“What other things?” chin in the air.
“The—the keeping of the rooms in order, Tommy. The—the dusting.”
“Don’t want twenty-four hours a day to dust four rooms.”
“Then there are messages, Tommy. It would be a great advantage to me to have someone I could send on a message without feeling I was interfering with the housework.”
“What are you driving at?” demanded Tommy. “Why, I don’t have half enough to do as it is. I can do all—”
Peter put his foot down. “When I say a thing, I mean a thing. The sooner you understand that, the better. How dare you argue with me! Fiddle-de-dee!” For two pins Peter would have employed an expletive even stronger, so determined was he feeling.
Tommy without another word left the room. Peter looked at Elizabeth and winked.
Poor Peter! His triumph was short-lived. Five minutes later, Tommy returned, clad in the long, black skirt, supported by the cricket belt, the blue garibaldi cut décolleté, the pepper-and-salt jacket, the worsted comforter, the red lips very tightly pressed, the long lashes over the black eyes moving very rapidly.

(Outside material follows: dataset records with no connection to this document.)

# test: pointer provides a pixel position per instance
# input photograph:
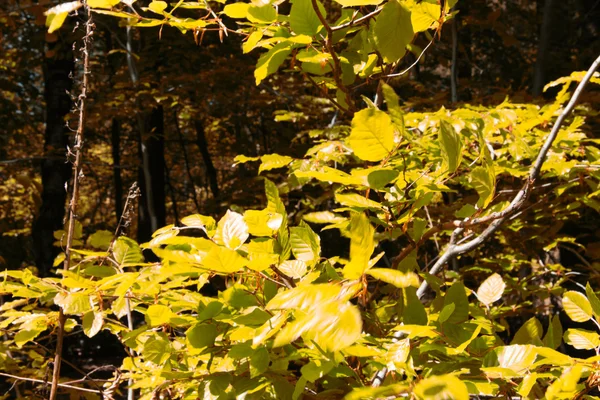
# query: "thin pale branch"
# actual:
(78, 152)
(455, 249)
(63, 385)
(357, 21)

“Tommy” (severely), “what is this tomfoolery?”
“I understand. I ain’t no good to you. Thanks for giving me a trial. My fault.”
“Tommy” (less severely), “don’t be an idiot.”

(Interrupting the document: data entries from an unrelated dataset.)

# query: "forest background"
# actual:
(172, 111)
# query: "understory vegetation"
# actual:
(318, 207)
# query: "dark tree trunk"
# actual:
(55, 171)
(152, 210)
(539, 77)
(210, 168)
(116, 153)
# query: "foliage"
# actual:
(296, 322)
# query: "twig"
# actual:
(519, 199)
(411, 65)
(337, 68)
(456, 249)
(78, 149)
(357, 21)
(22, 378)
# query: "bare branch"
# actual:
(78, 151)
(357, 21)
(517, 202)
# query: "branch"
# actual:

“Ain’t an idiot. ’Twas Emma. Told me I was good at cooking. Said I’d got an aptitude for it. She meant well.”
“Tommy” (no trace of severity), “sit down. Emma was quite right. Your cooking is—is promising. As Emma puts it, you have aptitude. Your—perseverance, your hopefulness proves it.”
“Then why d’ye want to get someone else in to do it?”
If Peter could have answered truthfully! If Peter could have replied:
“My dear, I am a lonely old gentleman. I did not know it until—until the other day. Now I cannot forget it again. Wife and child died many years ago. I was poor, or I might have saved them. That made me hard. The clock of my life stood still. I hid away the key. I did not want to think. You crept to me out of the cruel fog, awakened old dreams. Do not go away any more”—perhaps Tommy, in spite of her fierce independence, would have consented to be useful; and thus Peter might have gained his end at less cost of indigestion. But the penalty for being an anti-sentimentalist is that you must not talk like this even to yourself. So Peter had to cast about for other methods.
“Why shouldn’t I keep two servants if I like?” It did seem hard on the old gentleman.
“What’s the sense of paying two to do the work of one? You would only be keeping me on out of charity.” The black eyes flashed. “I ain’t a beggar.”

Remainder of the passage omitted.